Congress nears a housing deal and the investor fight is inside it
"The bipartisan 21st Century ROAD to Housing Act, now moving from the Senate to House reconciliation after overwhelming procedural votes, stands as one of the most serious attempts in more than a generation to confront America's housing affordability crisis. With the ballast of provisions aimed at a root cause of the crisis—housing supply constraints—the legislation presses at least several of the buttons needed to break down barriers to building more."
"A horseshoe-shaped consensus across the political spectrum reflects that the United States simply has not built enough housing for more than a decade. Depending on how it's measured and who measures, the nation is short somewhere between one million and seven million homes, and it's felt everywhere. The underbuild traces back to the aftermath of the foreclosure crisis, when construction collapsed and never fully recovered."

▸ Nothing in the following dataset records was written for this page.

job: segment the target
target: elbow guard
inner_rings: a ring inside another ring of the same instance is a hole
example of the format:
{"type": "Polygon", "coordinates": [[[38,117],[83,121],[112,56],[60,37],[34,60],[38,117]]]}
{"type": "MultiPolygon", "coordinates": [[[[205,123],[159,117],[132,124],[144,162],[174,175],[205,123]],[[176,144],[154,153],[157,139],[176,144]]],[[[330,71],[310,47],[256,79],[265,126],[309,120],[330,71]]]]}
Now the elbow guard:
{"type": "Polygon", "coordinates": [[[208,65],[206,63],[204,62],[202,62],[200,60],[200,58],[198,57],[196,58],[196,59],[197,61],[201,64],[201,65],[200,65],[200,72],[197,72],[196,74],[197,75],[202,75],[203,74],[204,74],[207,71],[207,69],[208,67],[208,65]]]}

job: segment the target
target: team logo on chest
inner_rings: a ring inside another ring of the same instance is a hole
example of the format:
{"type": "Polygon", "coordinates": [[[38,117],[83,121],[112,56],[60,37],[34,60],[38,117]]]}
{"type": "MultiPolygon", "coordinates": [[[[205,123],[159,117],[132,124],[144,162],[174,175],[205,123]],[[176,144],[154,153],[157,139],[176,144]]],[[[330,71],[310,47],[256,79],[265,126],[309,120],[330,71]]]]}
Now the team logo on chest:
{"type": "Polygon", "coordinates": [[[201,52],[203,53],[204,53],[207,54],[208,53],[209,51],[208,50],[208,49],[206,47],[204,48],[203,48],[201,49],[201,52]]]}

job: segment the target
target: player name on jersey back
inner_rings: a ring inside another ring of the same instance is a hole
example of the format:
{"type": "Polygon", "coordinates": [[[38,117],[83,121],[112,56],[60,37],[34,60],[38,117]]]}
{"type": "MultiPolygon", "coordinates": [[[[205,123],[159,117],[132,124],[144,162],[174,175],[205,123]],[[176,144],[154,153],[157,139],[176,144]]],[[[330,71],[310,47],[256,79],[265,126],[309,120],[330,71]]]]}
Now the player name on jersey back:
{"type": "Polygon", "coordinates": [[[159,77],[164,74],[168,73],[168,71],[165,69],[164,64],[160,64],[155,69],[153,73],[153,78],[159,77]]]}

"That persistent gap between supply and demand is one of the pivotal reasons rents and home prices have remained stubbornly unhitched from the household wherewithal of too many working households. The legislation largely reflects what housing economists and industry leaders have been saying for years: affordability problems ultimately stem from a supply problem."
Congress is advancing the bipartisan 21st Century ROAD to Housing Act to address the nation's housing affordability crisis. The legislation targets housing supply constraints through multiple mechanisms: streamlining federal environmental reviews, expanding financing for manufactured and modular housing, encouraging communities to accelerate housing production, updating permitting processes, modernizing federal housing programs, and widening homeownership access. A consensus exists across the political spectrum that the United States has underbuilt housing for over a decade, creating a shortage of one to seven million homes. This supply-demand gap, rooted in the post-foreclosure crisis construction collapse, drives persistent rent and price increases disconnected from household incomes. Housing economists and industry leaders attribute affordability problems primarily to supply constraints rather than other factors.